There isn’t much question Ohio State has more players of great ability and great depth but here are some of the incentives for Coach Bo Schembechler’s Wolverines who have developed into a pretty good football team themselves.

-A chance to share the Big Ten championship which already half belongs to OSU.

-Memories of last season’s 50-14 drubbing in another title game in which Coach Woody Hayes rubbed salt into the wound by going for two extra points after the last touchdown.

-Eight Michigan starters are Ohioans who have had to live with the 50-14 embarrassment for 12 months.

-Ten starters are seniors who will get their last opportunity to post a victory over the Buckeyes who also downed the Wolverines, 24-14, in 1967.

-An opportunity to play the best team in the nation.

-A certain Rose Bowl assignment if victory is achieved.

Make no mistake about it, Hayes will have his men ready to play the game of their lives.

“It’s not possible to point for every game,” Hayes said earlier in the season. “Often we’ve gone into a season pointing for only thee games. The teams vary. But one always is Michigan.”

While the Rose Bowl is out of the question for the Buckeyes who were in Pasadena last Jan. 1, that No. 1 ranking is meaningful to Hayes. In another overwhelming victory, 50-20, over Michigan in 1961, Hayes declared that the size of the triumph could do nothing to tarnish Michigan’s tradition of football excellence but would be a factor influencing those who ballot in the polls.

The Buckeyes will be striving to wipe out the Wolverines tomorrow. “Sure I’m conscious of the scores,” says Hayes. “That’s what the polls look at—I know.”

But Michigan tomorrow should be a team of flaming desire.

It was Indiana Coach John Pont who pointed out before the season ever started that he looked for Ohio State and Michigan to carry the battle for the title all the way to tomorrow’s season-ender.

Pont said Michigan would particularly remember OSU’s try for two more points near the end of the 1968 game. “They’ll remember that,” he said, “when they play Ohio State in Ann Arbor.
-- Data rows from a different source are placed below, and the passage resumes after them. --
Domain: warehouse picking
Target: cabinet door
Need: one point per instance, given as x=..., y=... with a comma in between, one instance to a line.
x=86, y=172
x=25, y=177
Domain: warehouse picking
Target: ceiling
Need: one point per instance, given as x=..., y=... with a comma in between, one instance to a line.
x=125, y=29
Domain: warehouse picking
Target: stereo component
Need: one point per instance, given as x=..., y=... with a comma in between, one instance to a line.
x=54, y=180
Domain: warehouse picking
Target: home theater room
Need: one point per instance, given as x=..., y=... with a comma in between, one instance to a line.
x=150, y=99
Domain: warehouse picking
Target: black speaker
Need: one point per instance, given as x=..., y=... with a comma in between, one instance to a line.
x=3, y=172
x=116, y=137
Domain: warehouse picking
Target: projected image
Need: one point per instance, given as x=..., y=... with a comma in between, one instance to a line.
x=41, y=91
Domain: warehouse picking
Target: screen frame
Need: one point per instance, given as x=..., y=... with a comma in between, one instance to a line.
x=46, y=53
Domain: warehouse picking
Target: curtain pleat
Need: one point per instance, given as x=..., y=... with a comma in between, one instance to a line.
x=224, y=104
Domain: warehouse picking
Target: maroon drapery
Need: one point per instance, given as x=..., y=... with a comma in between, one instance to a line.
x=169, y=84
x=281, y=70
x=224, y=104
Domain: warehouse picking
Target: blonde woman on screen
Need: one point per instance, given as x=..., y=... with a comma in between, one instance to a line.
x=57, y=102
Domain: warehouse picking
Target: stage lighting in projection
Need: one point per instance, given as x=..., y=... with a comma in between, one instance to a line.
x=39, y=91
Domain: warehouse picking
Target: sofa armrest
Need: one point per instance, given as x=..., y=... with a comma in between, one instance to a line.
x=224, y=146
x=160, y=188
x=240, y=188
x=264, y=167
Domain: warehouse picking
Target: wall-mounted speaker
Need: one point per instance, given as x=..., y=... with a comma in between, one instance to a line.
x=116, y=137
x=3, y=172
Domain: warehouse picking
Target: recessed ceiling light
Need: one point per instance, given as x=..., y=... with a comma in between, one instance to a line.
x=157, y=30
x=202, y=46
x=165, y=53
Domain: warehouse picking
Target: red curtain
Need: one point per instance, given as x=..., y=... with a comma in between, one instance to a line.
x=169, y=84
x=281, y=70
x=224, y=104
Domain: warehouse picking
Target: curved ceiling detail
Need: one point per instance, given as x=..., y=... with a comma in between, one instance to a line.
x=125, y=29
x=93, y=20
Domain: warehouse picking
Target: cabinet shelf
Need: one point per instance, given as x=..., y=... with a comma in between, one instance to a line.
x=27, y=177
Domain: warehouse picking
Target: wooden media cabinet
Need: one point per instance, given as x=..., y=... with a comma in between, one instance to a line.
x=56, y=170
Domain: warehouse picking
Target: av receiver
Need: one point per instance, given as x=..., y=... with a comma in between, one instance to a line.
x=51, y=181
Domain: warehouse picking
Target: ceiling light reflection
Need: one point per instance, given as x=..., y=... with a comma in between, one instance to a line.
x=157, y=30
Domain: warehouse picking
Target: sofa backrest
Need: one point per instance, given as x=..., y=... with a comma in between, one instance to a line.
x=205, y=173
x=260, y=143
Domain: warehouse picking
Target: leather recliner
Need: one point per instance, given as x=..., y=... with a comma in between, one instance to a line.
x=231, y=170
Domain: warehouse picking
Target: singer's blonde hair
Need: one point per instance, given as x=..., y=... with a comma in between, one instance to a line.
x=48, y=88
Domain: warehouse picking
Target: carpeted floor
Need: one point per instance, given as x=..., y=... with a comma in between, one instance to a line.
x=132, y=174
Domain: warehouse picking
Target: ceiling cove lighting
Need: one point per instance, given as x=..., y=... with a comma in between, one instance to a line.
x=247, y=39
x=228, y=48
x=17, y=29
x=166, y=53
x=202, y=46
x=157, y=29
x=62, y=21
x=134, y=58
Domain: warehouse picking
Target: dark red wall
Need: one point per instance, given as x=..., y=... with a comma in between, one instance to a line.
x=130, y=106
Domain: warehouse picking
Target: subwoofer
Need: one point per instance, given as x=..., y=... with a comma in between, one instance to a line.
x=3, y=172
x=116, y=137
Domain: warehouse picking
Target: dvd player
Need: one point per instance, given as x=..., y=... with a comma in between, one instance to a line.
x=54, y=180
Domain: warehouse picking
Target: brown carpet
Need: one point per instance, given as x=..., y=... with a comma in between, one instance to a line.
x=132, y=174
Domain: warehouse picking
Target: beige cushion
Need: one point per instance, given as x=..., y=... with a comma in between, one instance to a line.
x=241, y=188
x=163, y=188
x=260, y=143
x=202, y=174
Michigan may have a new coach (Bo Schembechler) but the players still are there.”

Asked early in the week whether Michigan would enjoy any advantage whatsoever over the Buckeyes, Schembechler said there was one—the fact that Michigan was the home team.

“Ohio State can only come in here with 44 palyers,” said the coach, “and some of those good players are going to be left behind.”

Rex Kern, Jim Otis, Jack Tatum, Larry Zelina, Jim Stillwagon—those are just some of the names which have become household words this fall and last as Ohio State has rolled to 22 straight victories and 17 straight conference triumphs.

Ted Provost, Tim Anderson, Doug Adams, Leo Hayden, Bruce Jankowski, Jan White, Mark Debevic, Dick Whitfield, Mike Sensibaugh—those are other outstanding Buckeyes who have helped establish an 8-0 overall record and a 6-0 mark in the league this season.

Michigan stands 7-2 and 5-1.

Tomorrow’s contest, which will start at 1:15 p.m. instead of 1:30 p.m. to make sure there’s enough light through the fourth quarter, will be another historic confrontation of teacher-student.

The 39-year-old Schembechler played for Hayes, 53, at Miami of Ohio and was reunited with Hayes at Ohio State, serving five seasons as a top lieutenant for one of the foremost football generals of all time.

Now the two meet as opposing coaches for the first time.

Four of the Michigan starters on offense—tight end Jim Mandich, tackle Jack Harpring, tackle Dan Dierdorf are from Ohio. The four on defense are linebacker Marty Huff, rover Tom Darden and halfbacks Brian Healy and Tom Curtis.

Mandich, Healy and Curtis are seniors along with offensive guards Bob Baumgartner and Dick Caldarazzo, fullback Garvie Craw, wingback John Gabler, defensive back Barry Pierson, defensive end Cecil Pryor, and middle guard Henry Hill.

PHOTO CAPTION: Now, Go Blue!: Michigan football players, surrounded by snow, limber up on the Tartan Turf practice area at Ferry Field. The snow had to be pushed to the sides in order for the Wolverines to work out.